“Como vai ser hoje? Com o martelo ou com o bastão? Eu queria com porrada de três em pipa, mas infelizmente o Doutor Christian Hell reformou-se e só com dois barrigudos não há operação que se faça em termos”. Eram este tipo de comentários que até aqui todos podíamos ouvir, quando nos sentávamos à espera da nossa vez de ser anestesiados e posteriormente operados. Mas isso chegou ao fim. Tudo porque, na passada semana, num dia que nós podemos desde já afirmar em exclusivo que se situou entre Domingo e Segunda, o Dr. Crawford Long realizou pela primeira vez na história uma cirurgia com anestesia. A operação foi um sucesso como relatou a um jornalista menos dotado do que eu o Sr.
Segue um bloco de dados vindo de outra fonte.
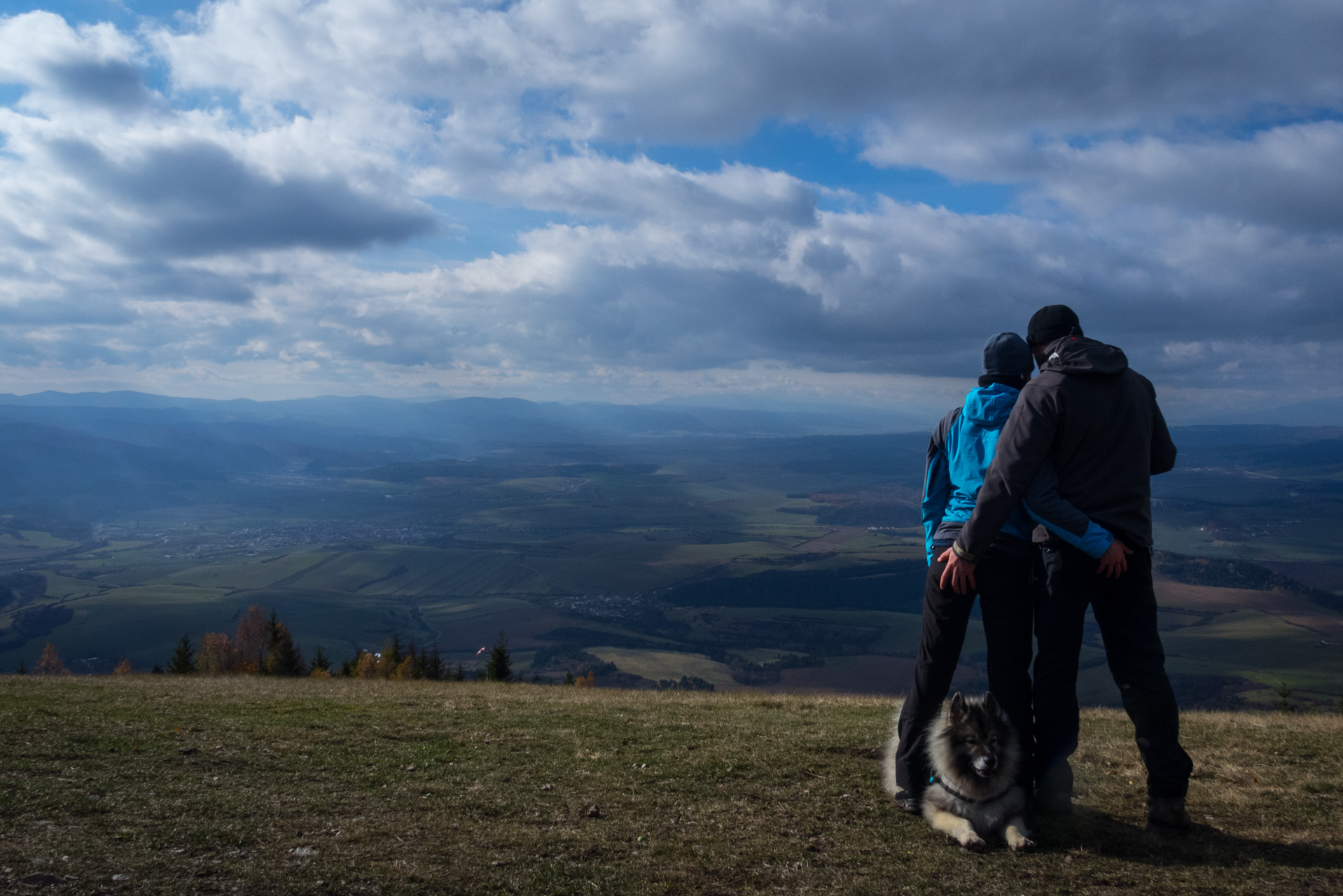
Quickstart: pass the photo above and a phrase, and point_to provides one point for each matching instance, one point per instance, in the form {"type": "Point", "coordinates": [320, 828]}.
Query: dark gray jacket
{"type": "Point", "coordinates": [1097, 422]}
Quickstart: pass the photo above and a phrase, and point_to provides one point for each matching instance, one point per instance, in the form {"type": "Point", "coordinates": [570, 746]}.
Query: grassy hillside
{"type": "Point", "coordinates": [151, 785]}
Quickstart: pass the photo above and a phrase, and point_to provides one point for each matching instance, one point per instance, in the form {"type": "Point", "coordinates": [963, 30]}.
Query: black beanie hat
{"type": "Point", "coordinates": [1050, 323]}
{"type": "Point", "coordinates": [1008, 355]}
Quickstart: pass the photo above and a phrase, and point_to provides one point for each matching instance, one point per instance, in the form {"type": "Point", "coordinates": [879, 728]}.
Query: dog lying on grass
{"type": "Point", "coordinates": [974, 755]}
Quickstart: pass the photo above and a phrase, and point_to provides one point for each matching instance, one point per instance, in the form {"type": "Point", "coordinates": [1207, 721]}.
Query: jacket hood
{"type": "Point", "coordinates": [990, 406]}
{"type": "Point", "coordinates": [1081, 356]}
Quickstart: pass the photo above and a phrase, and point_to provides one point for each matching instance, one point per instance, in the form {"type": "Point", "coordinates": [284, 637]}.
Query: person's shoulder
{"type": "Point", "coordinates": [939, 433]}
{"type": "Point", "coordinates": [1141, 382]}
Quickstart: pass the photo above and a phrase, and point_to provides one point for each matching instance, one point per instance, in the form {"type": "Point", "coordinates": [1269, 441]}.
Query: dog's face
{"type": "Point", "coordinates": [977, 734]}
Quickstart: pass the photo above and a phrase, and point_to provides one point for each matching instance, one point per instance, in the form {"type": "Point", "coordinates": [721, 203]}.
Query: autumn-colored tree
{"type": "Point", "coordinates": [51, 664]}
{"type": "Point", "coordinates": [253, 640]}
{"type": "Point", "coordinates": [218, 654]}
{"type": "Point", "coordinates": [183, 659]}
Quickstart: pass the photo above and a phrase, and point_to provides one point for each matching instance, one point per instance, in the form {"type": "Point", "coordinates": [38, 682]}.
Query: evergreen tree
{"type": "Point", "coordinates": [284, 659]}
{"type": "Point", "coordinates": [434, 669]}
{"type": "Point", "coordinates": [349, 668]}
{"type": "Point", "coordinates": [183, 659]}
{"type": "Point", "coordinates": [393, 653]}
{"type": "Point", "coordinates": [253, 640]}
{"type": "Point", "coordinates": [500, 666]}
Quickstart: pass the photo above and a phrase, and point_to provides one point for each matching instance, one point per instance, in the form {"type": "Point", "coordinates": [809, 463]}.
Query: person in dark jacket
{"type": "Point", "coordinates": [1097, 421]}
{"type": "Point", "coordinates": [958, 454]}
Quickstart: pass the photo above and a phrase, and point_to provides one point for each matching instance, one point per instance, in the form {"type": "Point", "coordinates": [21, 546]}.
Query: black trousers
{"type": "Point", "coordinates": [1005, 601]}
{"type": "Point", "coordinates": [1126, 612]}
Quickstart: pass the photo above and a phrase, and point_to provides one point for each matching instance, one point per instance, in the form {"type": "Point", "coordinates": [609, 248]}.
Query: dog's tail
{"type": "Point", "coordinates": [888, 760]}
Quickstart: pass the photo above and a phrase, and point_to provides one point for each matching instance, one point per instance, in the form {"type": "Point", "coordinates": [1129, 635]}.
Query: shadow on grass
{"type": "Point", "coordinates": [1104, 834]}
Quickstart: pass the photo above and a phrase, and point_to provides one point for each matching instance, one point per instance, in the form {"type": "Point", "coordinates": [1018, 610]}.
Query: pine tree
{"type": "Point", "coordinates": [393, 653]}
{"type": "Point", "coordinates": [183, 659]}
{"type": "Point", "coordinates": [251, 640]}
{"type": "Point", "coordinates": [282, 659]}
{"type": "Point", "coordinates": [434, 669]}
{"type": "Point", "coordinates": [500, 668]}
{"type": "Point", "coordinates": [51, 664]}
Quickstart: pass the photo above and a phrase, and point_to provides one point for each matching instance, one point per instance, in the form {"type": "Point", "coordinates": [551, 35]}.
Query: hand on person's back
{"type": "Point", "coordinates": [1113, 564]}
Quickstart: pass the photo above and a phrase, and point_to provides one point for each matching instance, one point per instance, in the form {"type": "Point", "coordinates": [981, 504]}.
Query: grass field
{"type": "Point", "coordinates": [165, 785]}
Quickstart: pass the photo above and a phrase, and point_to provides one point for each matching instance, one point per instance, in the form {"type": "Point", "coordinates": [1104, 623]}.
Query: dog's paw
{"type": "Point", "coordinates": [974, 844]}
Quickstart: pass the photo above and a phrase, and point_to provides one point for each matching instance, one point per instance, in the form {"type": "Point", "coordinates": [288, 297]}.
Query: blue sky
{"type": "Point", "coordinates": [680, 200]}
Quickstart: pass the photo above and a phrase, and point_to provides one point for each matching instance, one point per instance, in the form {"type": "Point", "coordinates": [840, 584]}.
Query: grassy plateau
{"type": "Point", "coordinates": [246, 785]}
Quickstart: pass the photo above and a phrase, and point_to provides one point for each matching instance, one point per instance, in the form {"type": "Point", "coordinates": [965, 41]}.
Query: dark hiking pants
{"type": "Point", "coordinates": [1005, 601]}
{"type": "Point", "coordinates": [1126, 612]}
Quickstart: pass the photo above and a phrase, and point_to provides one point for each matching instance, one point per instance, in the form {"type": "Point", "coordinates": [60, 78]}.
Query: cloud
{"type": "Point", "coordinates": [203, 195]}
{"type": "Point", "coordinates": [197, 199]}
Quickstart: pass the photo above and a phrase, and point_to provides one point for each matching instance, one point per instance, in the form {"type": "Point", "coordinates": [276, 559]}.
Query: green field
{"type": "Point", "coordinates": [152, 785]}
{"type": "Point", "coordinates": [559, 551]}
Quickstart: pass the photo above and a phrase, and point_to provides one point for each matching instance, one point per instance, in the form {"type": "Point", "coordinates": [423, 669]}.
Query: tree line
{"type": "Point", "coordinates": [263, 645]}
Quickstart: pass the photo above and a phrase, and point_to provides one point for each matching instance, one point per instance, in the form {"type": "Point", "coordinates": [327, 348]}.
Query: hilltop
{"type": "Point", "coordinates": [247, 785]}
Long – “A operação foi um sucesso”. Quando eu, e apenas eu, tive a sensatez de ver que só esta declaração não adiantava de nada, e perguntei ao excelentíssimo senhor doutor questões mesmo boas, ele respondeu “Foi um sucesso, porque o paciente cooperou connosco. Antigamente, por incrível que pareça, os utentes revelavam-se muito difíceis de operar! “AI, que dor enorme! VOU MORRER VOU MORRER!” eu estava farto de ouvir isto de mariquinhas que não aguentavam uma amputação de pernas, braços e uma orelha sem dar um espectáculo digno do Filipe La Féria. Mas hoje felizmente tudo correu pelo melhor”. Um jornalista muito belo e inteligente, que só mais tarde vim a perceber ser o meu reflexo num espelho, perguntou ao médico que tinha ele contra o Filipe La Féria. “Nada”- respondeu o doutor - “mas o pessoal do departamento de psiquiatria é capaz de não ter a mesma opinião que eu!”.
Quanto ao doente que foi operado, tinha apenas maravilhas a dizer. “Foi, simplesmente, mágico. Eu já tinha sido operado duas vezes, e lembro-me de não ter gostado. Especialmente quando me davam porrada até eu desmaiar ou me mandavam a cabeça contra um poste. Mas parece que tudo depende da pessoa que nos opera. Com o Dr. Long foi só levar uma vacina no rabo, dois os três sopapos (para dar sorte, disse ele) e pumba! Quando dei por mim, estava deitado com o meu pâncreas removido e a minha cara só medianamente negra!”.
Também as enfermeiras do hospital se revelaram muito satisfeitas, não tanto com este avanço médico, como com a minha disponibilidade de ir espreitá-las ao vestiário. Mas ainda assim estavam todas muito contentes, tirando, claro, aquela que insistiu em me denunciar à polícia.*
No que às anestesias diz respeito, estima-se que possam começar a ser distribuídas por todo o Mundo (e também na Etiópia) daqui a cerca de um mês. Até lá, aproveite caro leitor para se despedir do martelo de aço inoxidável com que costumava ficar a ver estrelas. Pode ser a sua última vez.
*Acabo de ler a queixa que foi feita. Afinal, TODAS as enfermeiras fizeram queixas de mim. Triste, muito triste... Uma pessoa tenta ser simpática e é assim que lhe agradecem!